La mujer había sobrevivido. Una terrícola de cabellos y ojos azules ¿Cuántas podían existir con esas características? La verdad es que en más de una ocasión pensó que su compañero le mentía, pues nunca se había topado con alguien así. Pero ahora una de ellas se encontraba justo allá afuera.
Le acabo de ver y está con él. Todo esto debió de ser una trampa.
En esos días nunca comprendió lo que quiso decir Tulece, pero ahora todo parecía encajar. Por un instante pensó en subir y buscar a Vegeta para contarle todo, decirle que su desconfianza tenía fundamentos firmes, pero él también tenía algo firme que necesitaba atención urgente en esos momentos.
Se levantó. Si Vegeta decía algo, tendría la buena excusa de acusarla de espía.
((…))
Bulma se había acurrucado en una esquina. No podía dormir, no porque hiciera frío pues la temperatura de la Invernada era estable y cómoda, sino por el pensamiento constante de qué iba a hacer a partir de la mañana siguiente. La testarudez de ese príncipe era un impedimento con el que no había contado.
De pronto escuchó la puerta abrirse, era un ruido claro pero que se notaba que trataban de hacerlo lo menos obvio posible. Sonrió, pensando que debía tratarse de Goku. Se levantó y volteó con una sonrisa, que desapareció al reconocer que no era su 'amigo'.
Los ojos parecían brillarle y su expresión de lujuria no podía ser menos obvia. Así eran todos los saiyajin después de todo. Como Tulece. Todos eran como él.
Se echó para atrás, pero de inmediato se levantó. Sabía que en esa posición era un blanco fácil.
—No te me acerques. Vegeta ha dicho que no deben salir, lo he oído —advirtió con voz recia, incapaz de mantener por mucho más tiempo su porte autoritario.
—Je, je, a Vegeta no le importará después de que le diga que has sido tú quien mató a Tulece.
— ¿Q-qué? ¿Qué tontería estás diciendo? No sé de qué hablas —respondió con terror.
"¿Cómo es que lo sabe? Imposible. Sólo Zaabon está al tanto", pensó la joven.

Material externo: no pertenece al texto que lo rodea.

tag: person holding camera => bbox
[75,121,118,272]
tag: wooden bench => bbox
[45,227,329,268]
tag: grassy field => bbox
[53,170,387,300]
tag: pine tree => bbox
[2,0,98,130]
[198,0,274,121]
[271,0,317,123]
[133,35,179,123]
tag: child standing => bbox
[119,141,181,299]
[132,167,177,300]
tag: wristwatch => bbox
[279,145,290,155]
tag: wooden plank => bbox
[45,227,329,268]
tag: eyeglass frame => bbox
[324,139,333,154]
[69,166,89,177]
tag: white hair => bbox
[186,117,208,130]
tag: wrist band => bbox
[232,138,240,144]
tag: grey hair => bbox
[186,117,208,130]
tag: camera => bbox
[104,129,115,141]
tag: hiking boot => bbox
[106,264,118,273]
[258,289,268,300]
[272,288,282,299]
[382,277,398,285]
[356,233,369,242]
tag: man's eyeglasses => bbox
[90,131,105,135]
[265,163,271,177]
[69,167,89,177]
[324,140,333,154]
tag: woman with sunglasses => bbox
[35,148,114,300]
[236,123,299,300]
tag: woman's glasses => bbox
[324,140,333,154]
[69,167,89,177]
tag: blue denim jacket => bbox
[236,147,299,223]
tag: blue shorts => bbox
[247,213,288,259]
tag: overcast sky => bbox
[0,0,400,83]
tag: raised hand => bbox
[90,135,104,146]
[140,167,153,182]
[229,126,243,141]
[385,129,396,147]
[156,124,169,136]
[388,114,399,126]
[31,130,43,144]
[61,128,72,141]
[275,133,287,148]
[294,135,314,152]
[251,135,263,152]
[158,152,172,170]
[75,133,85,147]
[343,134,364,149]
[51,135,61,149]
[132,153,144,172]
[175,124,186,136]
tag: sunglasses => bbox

—Ah, la expresión deliciosa de tu rostro me dice lo contrario —se abalanzó sobre de ella.
— ¡No te me acerques! ¡Suéltame! —Bulma sacó su dispositivo para accionar el sistema de restricción, pero Nappa le dio un manotazo.

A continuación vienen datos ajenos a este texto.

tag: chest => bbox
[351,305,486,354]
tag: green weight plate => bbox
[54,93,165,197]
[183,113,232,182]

— ¿Qué es eso? ¿Eso fue con lo que mataste a Tulece? —Nappa la zarandeó por los brazos, para después acercarse y olisquearla— Hueles bien a pesar de ser una prisionera y tu piel es reluciente ¿los hombres de Freezer te han cuidado bien?

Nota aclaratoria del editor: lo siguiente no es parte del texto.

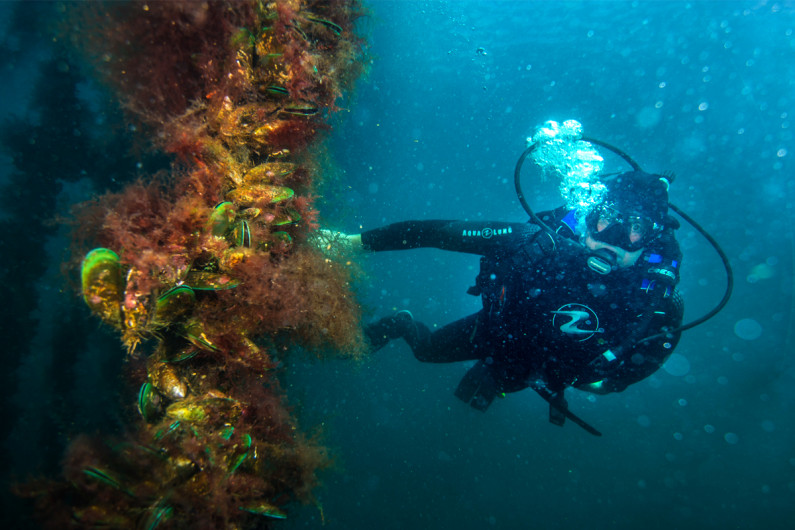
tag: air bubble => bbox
[663,353,690,377]
[734,318,762,340]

Los ojos de Bulma reflejaron pánico. Si ellos ya estaban al tanto de todo, sería su perdición. No sólo su muerte, sino la de toda la gente de la Tierra ¡Ella tenía que detenerlos a como diera lugar!
La desesperación estaba haciendo mella en su mente, pero en un instante, como en toda mente intelectual e inteligente, una luz apareció para aclararle la situación. Si era verdad que ellos ya sabían quién era en realidad ella, el mismo Vegeta estaría afuera, juzgándola y aplicando la condena correspondiente sin detenerse a pedir explicaciones. Si Nappa estaba ahí, diciéndole sus deducciones, era porque él estaba pensando solamente con su entrepierna. Que le haría lo que ya estaban acostumbrados a hacer y después le contaría a Vegeta, quien a su vez, dejaría que los demás le hicieran lo mismo para después matarla. Esa era la forma simple de pensar de esos bárbaros. Nappa simplemente quería ser el primero.
— ¡Auxilio! —gritó con todas sus fuerzas. Si Vegeta era lo que parecía ser, no le prestaría atención a sus palabras. Si estaba equivocada en lo que pensaba, por lo menos alguien más de la Invernada podría ayudarla, como por ejemplo los namek, entre ellos también existían guerreros.
— ¡Cállate, perra! Nadie te ayudará — Nappa alzó la mano, iba a darle una cachetada y Bulma sólo atinó a cerrar los ojos. Pero el golpe jamás llegó.
— ¡Dije que a quien se atreviera a salir lo mataría! —bramó Vegeta, deteniéndole el brazo.
—Ve-Vegeta. Déjame explicarte, ella… —un golpe en la boca del estómago le hizo acallar, cayendo de bruces y tratando de sostenerse de la mano de Vegeta—. Es-escúchame…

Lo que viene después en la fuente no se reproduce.